Paolo Martino: Italia "Terra di transito" o trappola per i rifugiati?
BARI - “A volte penso che sarei stato più fortunato se fossi rimasto ucciso in Afghanistan, perché qui in Italia muoio ogni giorno”. Sono le agghiaccianti parole – “Non un momento di disperazione, ma un’analisi ragionata” - di uno dei protagonisti di Terra di transito, il documentario con cui Paolo Martino ritrae la condizione di migliaia di uomini e donne in fuga dalla guerra che rimangono “intrappolati” nel nostro Paese a causa del regolamento di Dublino, la norma che impone ai rifugiati di risiedere nella prima nazione d'ingresso in Unione Europea. Peccato che l’Italia garantisca solo i documenti, ma non casa, lavoro, istruzione, ovvero le condizioni per sopravvivere dignitosamente. Prodotto da A buon diritto con la collaborazione di Istituto Luce Cinecittà (che lo distribuirà), Terra di transito segue i passi di Rahell, fuggito dall’Iraq sotto attacco chimico e approdato in Italia dopo aver attraversato Siria, Turchia e Grecia. Ma con il miraggio della Svezia, dove sono arrivati alcuni suoi familiari, che lì hanno ottenuto casa, lavoro e diritti. Il film ha il suo debutto oggi al Bif&st e sarà presentato prossimamente in diversi festival.
Il documentario è nato dall’incontro con Rahell o viceversa?
Mi interesso alle sorti dei rifugiati come reporter dal 2008 e quando ho scoperto questa rotta seguita da migliaia di rifugiati, tra Afghanistan e Italia, ho voluto percorrerla.
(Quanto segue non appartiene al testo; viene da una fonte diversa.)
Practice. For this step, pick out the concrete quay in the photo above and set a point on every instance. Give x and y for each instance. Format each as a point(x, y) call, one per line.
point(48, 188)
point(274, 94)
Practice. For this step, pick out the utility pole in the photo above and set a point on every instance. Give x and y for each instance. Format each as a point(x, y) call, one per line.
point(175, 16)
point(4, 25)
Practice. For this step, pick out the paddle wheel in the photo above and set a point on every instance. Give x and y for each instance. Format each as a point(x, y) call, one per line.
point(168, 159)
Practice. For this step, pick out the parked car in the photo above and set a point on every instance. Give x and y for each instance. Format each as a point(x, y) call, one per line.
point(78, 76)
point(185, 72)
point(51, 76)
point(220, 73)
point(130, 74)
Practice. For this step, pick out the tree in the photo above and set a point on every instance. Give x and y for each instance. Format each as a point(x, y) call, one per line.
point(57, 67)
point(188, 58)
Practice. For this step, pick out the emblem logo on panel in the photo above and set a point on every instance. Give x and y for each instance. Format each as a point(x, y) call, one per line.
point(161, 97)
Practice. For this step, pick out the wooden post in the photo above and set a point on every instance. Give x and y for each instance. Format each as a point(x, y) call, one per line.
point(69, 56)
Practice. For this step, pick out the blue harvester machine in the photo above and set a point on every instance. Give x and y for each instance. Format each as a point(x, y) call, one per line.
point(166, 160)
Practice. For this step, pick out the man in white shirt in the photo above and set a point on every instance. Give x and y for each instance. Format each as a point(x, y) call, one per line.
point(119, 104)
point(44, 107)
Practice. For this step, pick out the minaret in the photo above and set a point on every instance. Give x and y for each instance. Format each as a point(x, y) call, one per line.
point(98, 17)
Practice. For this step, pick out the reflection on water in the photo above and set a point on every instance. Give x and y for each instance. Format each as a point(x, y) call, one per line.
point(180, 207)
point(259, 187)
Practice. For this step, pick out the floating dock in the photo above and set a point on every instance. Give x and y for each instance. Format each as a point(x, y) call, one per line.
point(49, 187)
Dopo aver già attraversato buona parte della tratta, quando ero quasi alla fine del mio viaggio mi sono fermato a Igoumenitsa e lì ho incontrato Rahell: è stato lui ad avvicinarmi perché mi ha riconosciuto come persona con cui poteva interagire. Tutto è nato da lì.
Ma non subito…
Abbiamo passato insieme i miei ultimi giorni di viaggio in Grecia e mi ha introdotto nella sua comunità, raccontandomi di come lui e molti altri tentassero di scappare infilandosi sotto i camion che partivano dal porto. Con Rahell quindi ho girato un altro documentario: Just About My Fingers, sulla condizione dei rifugiati in Grecia, che ha ricevuto vari riconoscimenti.
Quando e come è stato girato poi Terra di transito?
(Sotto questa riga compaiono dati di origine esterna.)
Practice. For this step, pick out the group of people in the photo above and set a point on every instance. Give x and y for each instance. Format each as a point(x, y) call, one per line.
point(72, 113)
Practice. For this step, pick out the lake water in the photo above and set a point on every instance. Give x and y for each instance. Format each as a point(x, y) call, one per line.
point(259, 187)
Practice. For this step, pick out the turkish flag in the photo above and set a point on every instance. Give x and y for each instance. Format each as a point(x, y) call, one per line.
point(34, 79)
Nel 2011 ho accumulato 80-90 ore di girato. Andavo spesso in Grecia da lui e a volte gli lasciavo anche la telecamera. Poi ho dato conto del percorso verso l’Italia: è pazzesco pensare che, fuggito dalla Siria, ci abbia messo 15 giorni ad arrivare in Grecia, e poi un anno per spostarsi da lì all’Italia.
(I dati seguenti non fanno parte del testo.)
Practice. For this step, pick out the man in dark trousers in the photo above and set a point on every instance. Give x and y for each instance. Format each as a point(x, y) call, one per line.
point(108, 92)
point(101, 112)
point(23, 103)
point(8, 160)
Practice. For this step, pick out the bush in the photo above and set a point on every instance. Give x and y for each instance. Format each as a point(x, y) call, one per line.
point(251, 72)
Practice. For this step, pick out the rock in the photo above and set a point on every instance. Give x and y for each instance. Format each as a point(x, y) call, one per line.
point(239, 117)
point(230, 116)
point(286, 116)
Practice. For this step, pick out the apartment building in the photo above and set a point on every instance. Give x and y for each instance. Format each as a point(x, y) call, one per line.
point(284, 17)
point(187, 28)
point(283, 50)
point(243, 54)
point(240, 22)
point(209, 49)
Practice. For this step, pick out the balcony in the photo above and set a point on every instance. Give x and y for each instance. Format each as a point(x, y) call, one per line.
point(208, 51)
Il film è raccontato attraverso la voce di Rahell.
Sì, la narrazione passa attraverso ciò che vedono gli occhi degli stranieri e come vivono il nostro Paese quando vi si trovano a rifugiarsi, per poi scoprire di essere in trappola. Infatti nel film non si parla mai italiano.
Un Paese da cui fuggire.
Infatti. Mi ha colpito e deluso proprio il parallelo tra noi e la Grecia, che è un inferno per i migranti. Oggi l’Italia è una terra da cui fuggire per gli stessi italiani: non è più una questione di origini, ma di generazioni.
Oggi cosa fa Rahell?
Intanto è qui a Bari con me per presentare il film. In generale ha scelto di restare in Italia perché vuole rimanere nella legalità, è in un programma di accoglienza per rifugiati e sta studiando per il diploma di terza media. E poi collabora con me ai miei progetti documentaristici.
Lei, invece, sta già lavorando a un nuovo progetto?
Sì, sarà di nuovo un documentario, ma stavolta sul concetto di ritorno a casa. Partendo dalla mia esperienza di ritorno in Italia dopo anni di vita in Medio Oriente e mettendola in parallelo con il desiderio di ritorno dei rifugiati, spesso impossibile da realizzare.
Il documentario è nato dall’incontro con Rahell o viceversa?
Mi interesso alle sorti dei rifugiati come reporter dal 2008 e quando ho scoperto questa rotta seguita da migliaia di rifugiati, tra Afghanistan e Italia, ho voluto percorrerla. Dopo aver già attraversato buona parte della tratta, quando ero quasi alla fine del mio viaggio mi sono fermato a Igoumenitsa e lì ho incontrato Rahell: è stato lui ad avvicinarmi perché mi ha riconosciuto come persona con cui poteva interagire. Tutto è nato da lì.
Ma non subito…
Abbiamo passato insieme i miei ultimi giorni di viaggio in Grecia e mi ha introdotto nella sua comunità, raccontandomi di come lui e molti altri tentassero di scappare infilandosi sotto i camion che partivano dal porto. Con Rahell quindi ho girato un altro documentario: Just About My Fingers, sulla condizione dei rifugiati in Grecia, che ha ricevuto vari riconoscimenti.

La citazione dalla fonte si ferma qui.